Sous la coupole de Niemeyer à Fabien, il y a un mois, au siège du PCF à Paris (pour honorer le CHE), avec sa compagne comédienne sarde Chiara, il scotcha la foule des camarades présents. « Mes mots rables », dit-il. « C’est la première fois que je rentre dans un siège coco ». Et il put en sortir ! ÉMU. BOULEVERSÉ. Et photo avec Pierre Laurent !

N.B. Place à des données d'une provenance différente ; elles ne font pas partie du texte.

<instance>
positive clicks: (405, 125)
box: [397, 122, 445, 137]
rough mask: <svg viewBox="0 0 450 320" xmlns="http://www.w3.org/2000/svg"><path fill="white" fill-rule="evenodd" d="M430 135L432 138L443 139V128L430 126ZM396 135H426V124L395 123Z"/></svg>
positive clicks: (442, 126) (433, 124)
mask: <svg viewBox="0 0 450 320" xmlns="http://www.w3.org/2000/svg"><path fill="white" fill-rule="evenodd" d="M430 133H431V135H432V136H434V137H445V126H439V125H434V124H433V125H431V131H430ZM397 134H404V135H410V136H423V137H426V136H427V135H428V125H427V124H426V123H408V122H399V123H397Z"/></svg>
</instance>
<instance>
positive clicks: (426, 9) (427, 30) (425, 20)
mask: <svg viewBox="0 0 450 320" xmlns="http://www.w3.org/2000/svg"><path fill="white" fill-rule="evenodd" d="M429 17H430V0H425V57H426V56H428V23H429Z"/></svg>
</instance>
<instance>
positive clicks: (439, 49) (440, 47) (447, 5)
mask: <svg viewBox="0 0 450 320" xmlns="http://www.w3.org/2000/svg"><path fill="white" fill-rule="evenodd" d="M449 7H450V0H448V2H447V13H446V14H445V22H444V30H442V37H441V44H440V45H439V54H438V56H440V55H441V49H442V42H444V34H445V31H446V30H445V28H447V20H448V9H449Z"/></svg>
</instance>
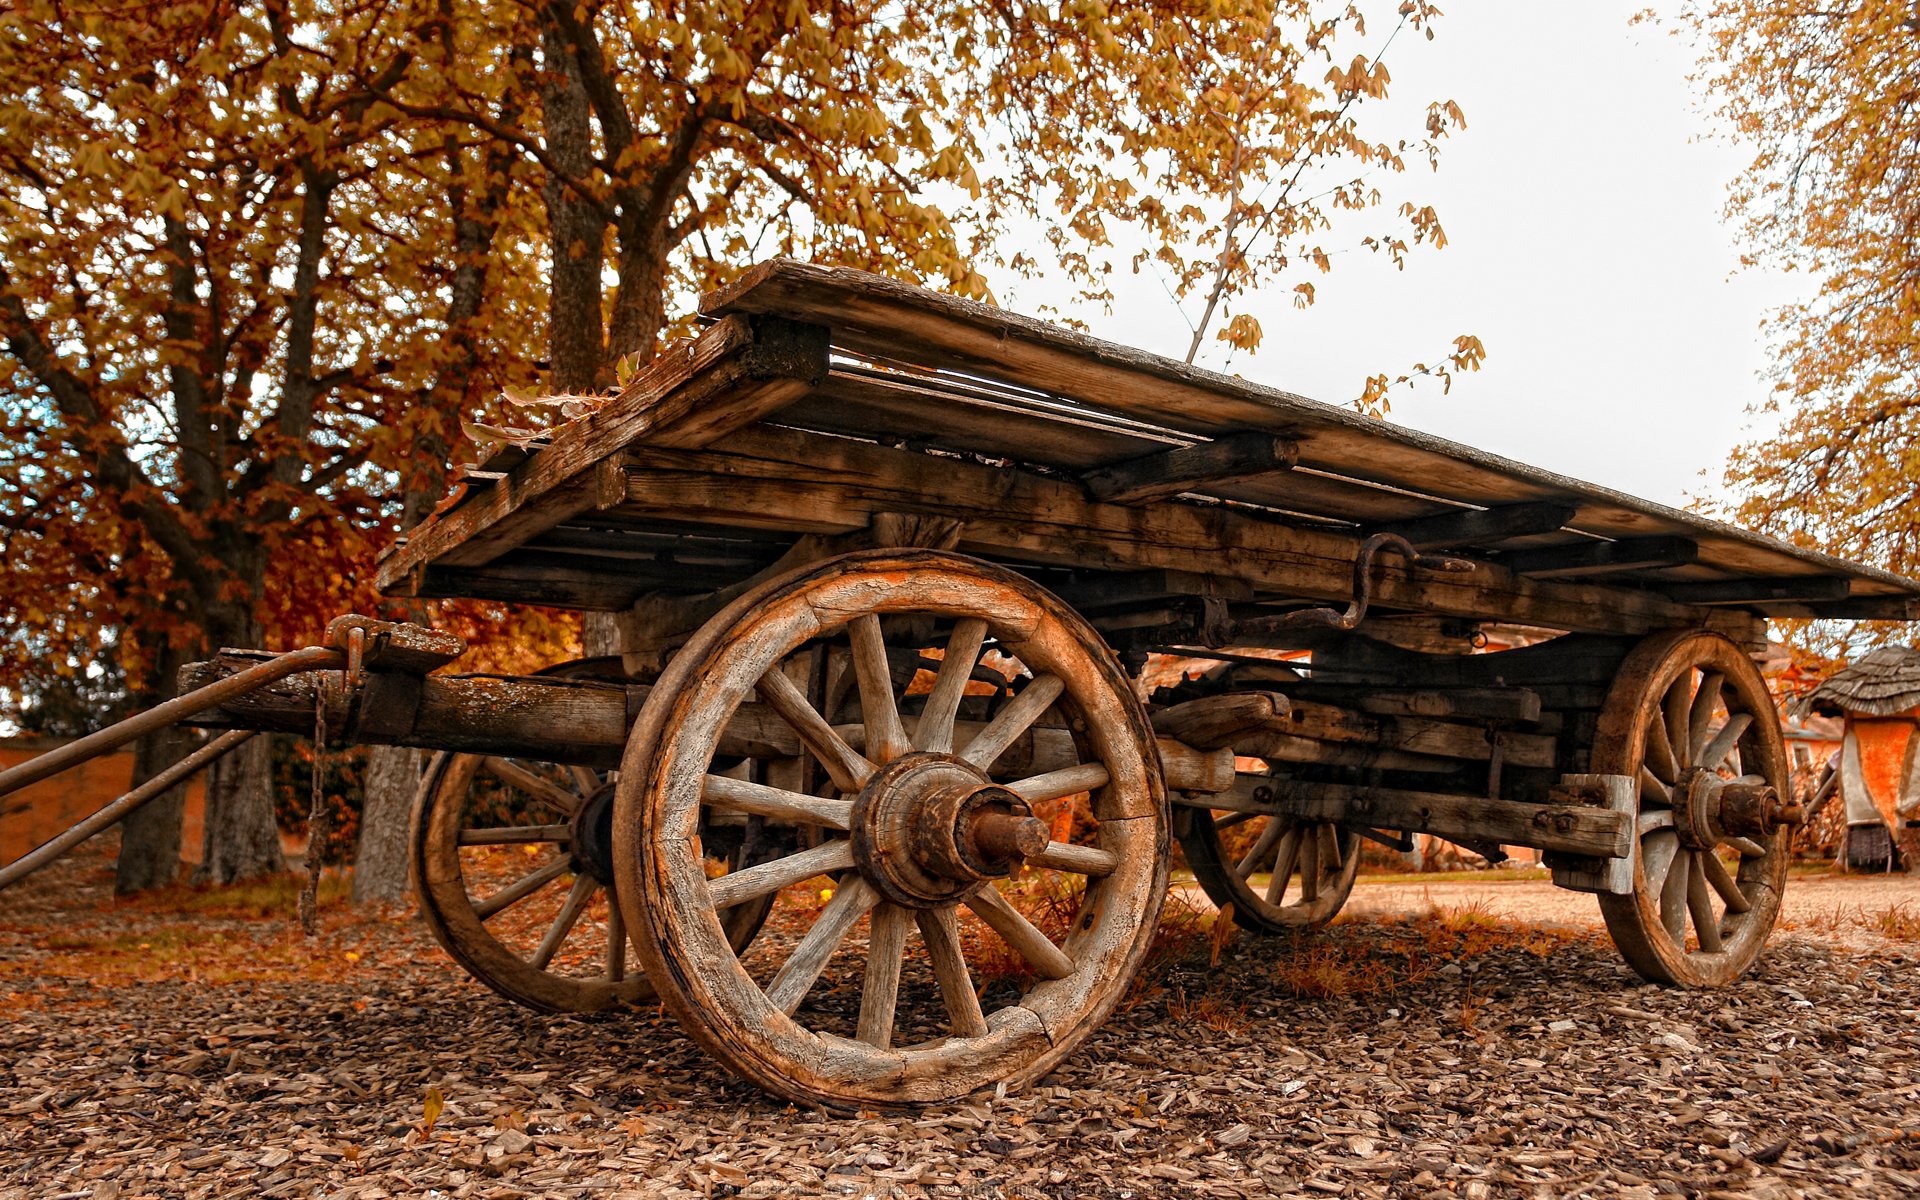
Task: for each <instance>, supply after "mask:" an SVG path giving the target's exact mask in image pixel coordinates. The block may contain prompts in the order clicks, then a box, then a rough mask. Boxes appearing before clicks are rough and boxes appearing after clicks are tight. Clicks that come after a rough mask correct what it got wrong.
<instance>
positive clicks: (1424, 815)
mask: <svg viewBox="0 0 1920 1200" xmlns="http://www.w3.org/2000/svg"><path fill="white" fill-rule="evenodd" d="M1188 803H1192V804H1196V806H1202V808H1225V810H1231V812H1284V814H1288V816H1298V818H1304V820H1315V822H1346V824H1356V826H1369V828H1375V829H1405V831H1409V833H1432V835H1436V837H1446V839H1448V841H1465V843H1475V845H1480V843H1496V845H1509V847H1538V849H1544V851H1563V852H1569V854H1590V856H1596V858H1620V856H1624V854H1630V852H1632V837H1634V818H1632V814H1628V812H1613V810H1611V808H1601V806H1590V804H1526V803H1521V801H1490V799H1486V797H1471V795H1452V793H1442V791H1411V789H1402V787H1354V785H1346V783H1306V781H1298V780H1284V778H1277V776H1252V774H1242V776H1238V778H1236V780H1235V785H1233V787H1231V789H1229V791H1223V793H1215V795H1202V797H1192V801H1188Z"/></svg>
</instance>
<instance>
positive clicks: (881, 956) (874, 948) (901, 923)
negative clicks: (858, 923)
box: [854, 904, 914, 1050]
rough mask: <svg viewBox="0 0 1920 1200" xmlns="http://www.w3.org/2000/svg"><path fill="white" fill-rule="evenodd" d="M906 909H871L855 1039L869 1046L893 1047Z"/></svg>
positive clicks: (896, 907) (904, 938)
mask: <svg viewBox="0 0 1920 1200" xmlns="http://www.w3.org/2000/svg"><path fill="white" fill-rule="evenodd" d="M912 924H914V922H912V918H910V916H908V912H906V908H900V906H899V904H881V906H879V908H876V910H874V920H872V933H870V935H868V943H866V979H864V981H862V985H860V1025H858V1027H856V1031H854V1037H858V1039H860V1041H864V1043H866V1044H870V1046H879V1048H883V1050H885V1048H887V1046H889V1044H893V1008H895V1004H897V1002H899V996H900V964H902V962H904V958H906V929H908V927H910V925H912Z"/></svg>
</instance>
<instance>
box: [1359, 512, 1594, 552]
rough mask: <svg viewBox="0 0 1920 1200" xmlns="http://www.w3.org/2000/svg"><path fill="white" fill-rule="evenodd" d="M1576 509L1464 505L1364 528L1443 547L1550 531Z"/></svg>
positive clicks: (1573, 514)
mask: <svg viewBox="0 0 1920 1200" xmlns="http://www.w3.org/2000/svg"><path fill="white" fill-rule="evenodd" d="M1576 511H1578V509H1576V507H1574V505H1569V503H1555V501H1538V503H1523V505H1500V507H1498V509H1463V511H1459V513H1442V515H1438V516H1419V518H1413V520H1394V522H1384V524H1379V526H1375V528H1371V530H1367V532H1371V534H1400V536H1402V538H1405V540H1407V541H1411V543H1413V549H1446V547H1453V545H1480V543H1486V541H1500V540H1503V538H1524V536H1528V534H1551V532H1555V530H1559V528H1561V526H1565V524H1569V522H1571V520H1572V518H1574V513H1576Z"/></svg>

Serge vient d’être couronné pour son récent recueil de poésie (il en a enfanté des dizaines, aussi telluriques, aériens, fougueux, les uns que les autres), et autres matériaux poétiques, autour et dans son dernier né : « Flamenco », l’histoire d’une grande danseuse toulousaine, exilée, Carmen Gómez, la « Joselito », la danseuse aux pieds ailés, au « duende » inaltérable. La « Joselito », la mère de tous les flamencos de Toulouse, et de tous les guitaristes de grande facture de chez nous, souvent fils de l’exil républicain ou antifasciste, la famille Sandoval, Serge López, Manolo Rodriguez, et beaucoup, beaucoup d’autres. De tous les danseurs et danseuses qui prennent le Capitole pour Triana. La « Joselito » est la mère de tous ces Andalous occitans, métissés, multi-culturalisés, comme la soleá reste la mère du flamenco.
Je me souviens encore -il y a si longtemps- d’un voyage « ida y vuelta » à Séville, pour écouter Enrique Morente chanter son « Estrella », et nous ouvrir un horizon d’utopie sensuelle, incandescente, mais noire à la fois. Comme Lebrijano, Pinilla, el Cabrero, el Cigala, Camarón... et « les vieux », la source sans cesse renouvelée, la Paquera de Jerez, la Niña de los Peines, Marchena, Mairena, la Carmen Linares, la Cristina Hoyos, la Yerbabuena... Olé pour tous ceux que j’oublie, « Olé por bulería »
L’écriture de Pey est flamenca, parce qu’elle vient des racines, du sang, qu’elle est rythmée, « compassée », toujours proche de la rupture, parce qu’elle est chair, parce qu’elle est libre, provocatrice, jusqu’à inventer des balades, des itinéraires poétiques pour rejoindre et ressusciter Antonio Machado à Collioure, Victor Hugo à Cuba, Neruda partout... ARTE. POUR LE PEUPLE. Et action ! La pensée en actes et le poème arme « por todas partes ». Serge est un poète, flingueur et pro fête, à Toulouse comme à Santiago du Chili, un « payador » de l’oralité. Un fouteur de bordel poétique. Donc : politique.